La guerre civile syrienne ne pouvait s’extraire de ces déterminismes. Révolte armée à l’origine, déclenchée dans le sillage des printemps arabes contre une des dictatures les plus implacables de la région, elle a très vite échappé à ses initiateurs pour devenir le centre rayonnant d’un affrontement mettant aux prises des coalitions régionales parfois inattendues, adossées à des grandes puissances dont l’intérêt pour la zone tendait à s’émousser, au point de resusciter par moments des relents de guerre froide.
Aujourd’hui, le jeu des acteurs semble illisible au jour le jour tant il est inconstant et contradictoire ; en réalité, les tactiques et les trajectoires s’adaptent à chaque instant en fonction d’une conjoncture soumise aux aléas du terrain, politiques et surtout militaires. Les objectifs ultimes de chacun des protagonistes, locaux en tous cas, demeurent, eux, très clairs. Au terme de plus de sept ans de guerre et alors que le fait déterminant que fut le moment Daesh semble s’estomper, il est temps de se demander si le conflit syrien ne va pas avoir d’effets structurants sur un Moyen-0rient dont l’instabilité est, au moins depuis le début du XXe siècle, une constante majeure. En dépit des représentations médiatiques, il semble que, plus qu’à l’aspiration démocratique personnifiée par le sacrifice du tunisien Mohammed Bouazizi ou à la restauration du califat, engagée par les fondamentalistes, ce soit à une résurgence du fait national à laquelle on assiste.
Naissance d’un chaos
Le péché originel, du moins pour la séquence que nous vivons actuellement, se situe d’évidence dans le déclenchement de la guerre en Irak en 2003. C’est à cette occasion que nombre d’errements occidentaux, fondés pour certains sur des visions iréniques, telle la thèse de la « contagion démocratique », pour d’autres sur des manipulations cyniques, ont semé les germes de la situation actuelle. Il serait trop long de revenir sur les nombreuses inepties à l’origine de l’intervention américaine, certaines liées à la psychologie de G. W. Bush junior, d’autres au climat politique états-unien de l’époque, dominé par les thèses des néo-conservateurs, la première et non la moindre étant qu’en 2001, n’existait nulle trace significative d’Al-Qaïda en Irak et que Saddam Hussein n’avait aucun lien avec les attentats du World Trade Center.
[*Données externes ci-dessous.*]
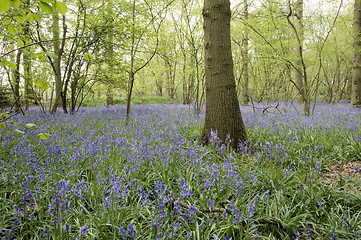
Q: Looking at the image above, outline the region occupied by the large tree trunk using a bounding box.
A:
[351,0,361,107]
[203,0,247,149]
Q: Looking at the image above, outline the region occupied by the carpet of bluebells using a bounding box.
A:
[0,104,361,240]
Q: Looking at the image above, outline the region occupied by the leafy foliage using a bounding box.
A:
[0,102,361,239]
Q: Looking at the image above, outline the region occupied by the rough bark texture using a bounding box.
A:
[23,0,32,108]
[351,0,361,107]
[295,0,305,104]
[242,0,249,104]
[13,50,23,109]
[51,12,63,113]
[203,0,247,149]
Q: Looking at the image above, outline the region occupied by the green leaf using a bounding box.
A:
[40,82,50,90]
[0,113,9,119]
[0,0,11,13]
[14,129,25,134]
[38,133,50,140]
[17,40,25,47]
[33,13,41,22]
[11,0,21,8]
[84,53,94,60]
[14,16,25,23]
[55,2,68,15]
[46,52,58,58]
[25,123,36,128]
[39,2,54,14]
[8,61,17,70]
[7,24,18,35]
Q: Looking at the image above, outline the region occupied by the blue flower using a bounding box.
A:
[80,225,88,235]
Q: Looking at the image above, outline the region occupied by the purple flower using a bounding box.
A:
[80,225,88,235]
[317,200,323,208]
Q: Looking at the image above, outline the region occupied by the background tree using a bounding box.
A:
[351,0,361,107]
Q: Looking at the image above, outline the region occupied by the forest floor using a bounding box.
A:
[0,104,361,240]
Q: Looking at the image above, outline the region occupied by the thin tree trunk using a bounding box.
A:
[13,50,22,109]
[351,0,361,107]
[242,0,249,104]
[295,0,304,104]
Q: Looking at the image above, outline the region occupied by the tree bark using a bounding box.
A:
[13,50,23,109]
[51,9,63,113]
[203,0,247,149]
[295,0,305,104]
[351,0,361,107]
[23,0,32,108]
[242,0,249,104]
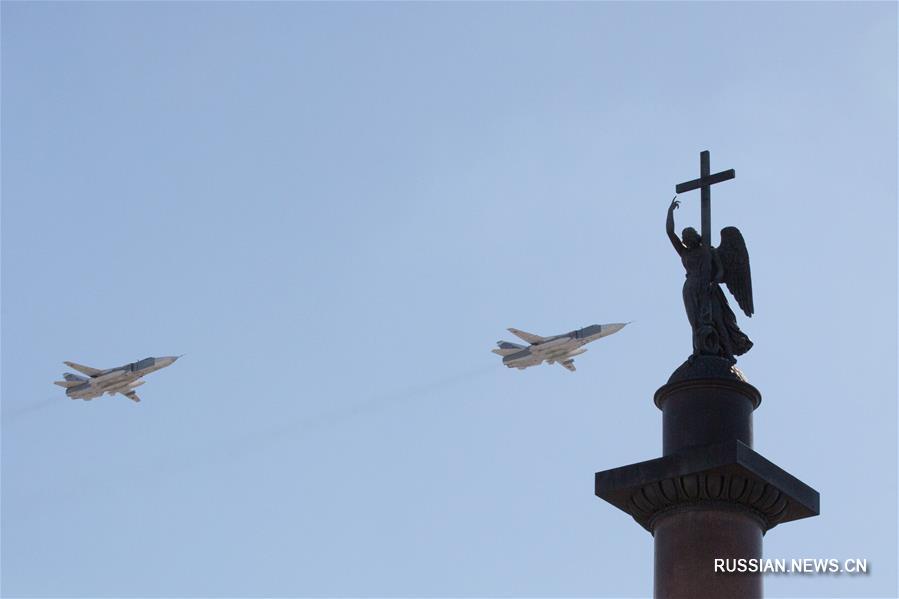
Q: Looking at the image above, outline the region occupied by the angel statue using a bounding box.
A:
[665,196,754,362]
La suite est connue, depuis le mensonge mis en scène par Colin Powell le 5 février 2003 à l’Onu sur les soi-disant armes de destruction massive, chimiques déjà, l’emprise d’une diplomatie émotionnelle occidentalo-centrée, axée exclusivement sur le thème des droits de l’homme et exempte de la moindre réflexion géopolitique à court ou moyen terme, le mythe d’une démocratisation magique du pays après le renversement d’un dictateur dont la vision du pouvoir était fondamentalement laïque, dans un pays où les lignes de force religieuses et claniques sont structurantes mais aussi potentiellement dévastatrices. S’y est ajoutée la croyance en la stabilisation miraculeuse de l’Irak, dès lors que la minorité au pouvoir, sunnite dans le cas présent, serait, selon les schémas occidentaux, remplacée par la majorité, chiite en l’occurrence, négligeant au passage l’extraordinaire extension d’influence ainsi conférée à l’Iran voisin.
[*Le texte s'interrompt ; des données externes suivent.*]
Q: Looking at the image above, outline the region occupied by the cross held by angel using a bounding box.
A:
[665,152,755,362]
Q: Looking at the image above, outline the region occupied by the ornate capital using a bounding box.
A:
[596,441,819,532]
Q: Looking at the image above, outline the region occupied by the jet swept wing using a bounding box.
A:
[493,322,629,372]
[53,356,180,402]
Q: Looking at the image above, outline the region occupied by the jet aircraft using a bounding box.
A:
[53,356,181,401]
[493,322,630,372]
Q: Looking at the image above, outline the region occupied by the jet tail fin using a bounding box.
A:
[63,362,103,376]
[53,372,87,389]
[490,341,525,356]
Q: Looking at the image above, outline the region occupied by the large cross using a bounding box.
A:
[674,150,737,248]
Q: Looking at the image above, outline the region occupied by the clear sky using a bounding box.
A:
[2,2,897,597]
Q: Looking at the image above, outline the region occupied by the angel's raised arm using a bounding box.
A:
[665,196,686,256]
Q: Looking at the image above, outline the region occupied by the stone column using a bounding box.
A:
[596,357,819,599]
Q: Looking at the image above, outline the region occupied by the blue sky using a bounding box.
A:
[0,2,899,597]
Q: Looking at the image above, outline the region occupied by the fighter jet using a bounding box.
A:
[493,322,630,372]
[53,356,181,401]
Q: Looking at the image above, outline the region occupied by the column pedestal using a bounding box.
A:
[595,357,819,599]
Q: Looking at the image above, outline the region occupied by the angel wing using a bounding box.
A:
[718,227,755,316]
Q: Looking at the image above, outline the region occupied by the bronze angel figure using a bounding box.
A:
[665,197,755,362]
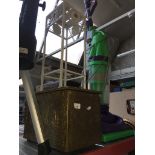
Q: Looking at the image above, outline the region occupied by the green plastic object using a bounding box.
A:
[90,31,109,57]
[88,28,109,104]
[101,130,135,143]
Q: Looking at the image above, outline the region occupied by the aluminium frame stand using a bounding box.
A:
[40,2,86,91]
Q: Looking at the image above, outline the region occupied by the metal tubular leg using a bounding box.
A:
[21,71,45,144]
[59,3,66,87]
[40,19,48,91]
[64,29,68,87]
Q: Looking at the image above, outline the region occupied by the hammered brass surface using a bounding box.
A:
[24,88,101,152]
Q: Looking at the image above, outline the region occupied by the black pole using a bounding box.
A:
[19,0,51,155]
[19,0,39,70]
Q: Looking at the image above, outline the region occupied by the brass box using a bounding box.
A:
[24,88,101,152]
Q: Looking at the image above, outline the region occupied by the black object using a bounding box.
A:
[24,87,102,152]
[101,105,132,134]
[38,140,51,155]
[19,0,39,70]
[39,1,46,11]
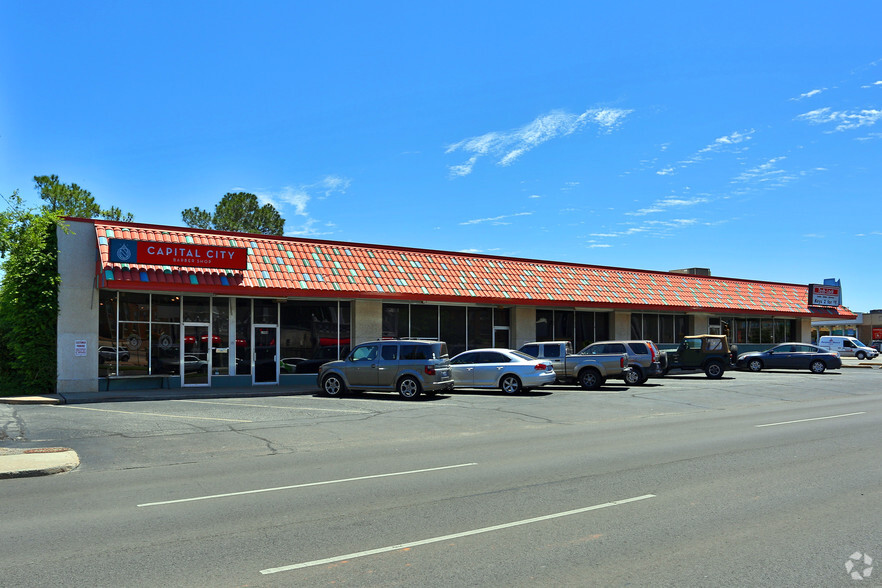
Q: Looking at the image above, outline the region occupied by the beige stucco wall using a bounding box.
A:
[56,222,98,394]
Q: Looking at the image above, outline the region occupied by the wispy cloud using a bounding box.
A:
[732,157,797,188]
[257,176,352,237]
[796,107,882,133]
[459,212,533,225]
[791,88,827,101]
[655,129,756,176]
[445,108,632,176]
[625,197,709,216]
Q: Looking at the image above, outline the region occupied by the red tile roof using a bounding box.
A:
[81,219,855,318]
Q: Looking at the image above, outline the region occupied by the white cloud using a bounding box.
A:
[445,108,632,177]
[796,107,882,132]
[732,157,797,188]
[257,176,352,237]
[459,212,533,225]
[625,197,710,216]
[791,88,827,100]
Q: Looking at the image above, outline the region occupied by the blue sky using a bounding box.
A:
[0,0,882,311]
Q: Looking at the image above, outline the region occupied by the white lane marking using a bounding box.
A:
[260,494,655,574]
[64,405,253,423]
[754,411,867,428]
[174,399,370,414]
[138,462,478,507]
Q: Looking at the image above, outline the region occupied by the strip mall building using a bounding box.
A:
[57,219,855,393]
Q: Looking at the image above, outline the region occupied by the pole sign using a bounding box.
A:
[108,239,248,269]
[809,284,842,306]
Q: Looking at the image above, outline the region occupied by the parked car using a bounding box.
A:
[735,343,842,374]
[818,335,879,360]
[316,339,454,400]
[664,335,738,379]
[98,345,129,363]
[518,341,628,390]
[579,340,662,386]
[450,349,557,394]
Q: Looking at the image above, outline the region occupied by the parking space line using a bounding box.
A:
[260,494,655,575]
[138,462,478,507]
[173,399,370,414]
[754,411,867,428]
[63,405,254,423]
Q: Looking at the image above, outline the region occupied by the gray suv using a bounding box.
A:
[317,339,453,400]
[579,340,663,386]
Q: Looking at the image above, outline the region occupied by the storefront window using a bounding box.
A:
[280,301,350,362]
[184,296,211,323]
[150,323,181,374]
[383,304,410,339]
[254,298,279,325]
[211,298,230,375]
[98,290,117,377]
[440,306,466,357]
[151,294,181,323]
[236,298,251,376]
[410,304,440,338]
[118,321,150,376]
[119,292,150,323]
[464,308,493,351]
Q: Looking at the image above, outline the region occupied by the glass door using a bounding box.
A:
[179,323,212,386]
[252,325,279,384]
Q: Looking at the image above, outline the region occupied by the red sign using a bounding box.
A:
[110,239,248,269]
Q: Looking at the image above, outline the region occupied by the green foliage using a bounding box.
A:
[181,192,285,235]
[34,174,133,221]
[0,191,61,396]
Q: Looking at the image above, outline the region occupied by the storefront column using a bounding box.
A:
[349,299,383,347]
[612,310,631,341]
[511,306,536,349]
[56,222,98,393]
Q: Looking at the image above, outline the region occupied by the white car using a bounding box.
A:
[450,349,557,394]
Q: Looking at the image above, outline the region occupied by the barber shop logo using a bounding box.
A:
[845,551,873,580]
[116,243,132,261]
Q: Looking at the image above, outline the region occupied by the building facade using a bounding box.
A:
[57,219,855,393]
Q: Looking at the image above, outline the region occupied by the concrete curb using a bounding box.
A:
[0,447,80,480]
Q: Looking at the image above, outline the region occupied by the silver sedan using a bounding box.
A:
[450,349,556,394]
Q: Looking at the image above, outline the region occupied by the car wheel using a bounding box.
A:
[704,361,726,380]
[579,368,603,390]
[322,374,346,397]
[398,376,420,400]
[499,375,521,394]
[625,368,646,386]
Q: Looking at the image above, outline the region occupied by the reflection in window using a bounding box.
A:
[236,298,251,376]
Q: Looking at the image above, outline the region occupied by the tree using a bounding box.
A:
[0,191,63,395]
[181,192,285,235]
[34,174,134,221]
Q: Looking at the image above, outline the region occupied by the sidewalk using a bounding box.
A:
[0,386,319,480]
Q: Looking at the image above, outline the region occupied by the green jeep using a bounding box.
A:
[664,335,738,378]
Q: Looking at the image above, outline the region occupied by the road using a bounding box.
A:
[0,369,882,586]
Encore eût-il fallu pour cela que les intervenants extérieurs aient disposé d’hommes politiques irakiens capables d’assumer la relève, ce qui au moins dans un premier temps fût loin d’être le cas, contribuant de ce fait même aux années de confusion et de désordres sanglants qui ont suivi la guerre. Il faut enfin y ajouter l’officialisation de l’autonomie du Kurdistan irakien, que tout un chacun peut effectivement trouver positive, compte tenu du capital de sympathie mérité que suscite ce peuple, mais dont les effets à venir ne pouvaient aller dans le sens d’une stabilisation de la région. Au final, les États-Unis y ont écorné leur statut d’hyperpuissance et perdu une partie de leur crédibilité dans une zone où rien de décisif ne peut se faire sans eux ni contre eux.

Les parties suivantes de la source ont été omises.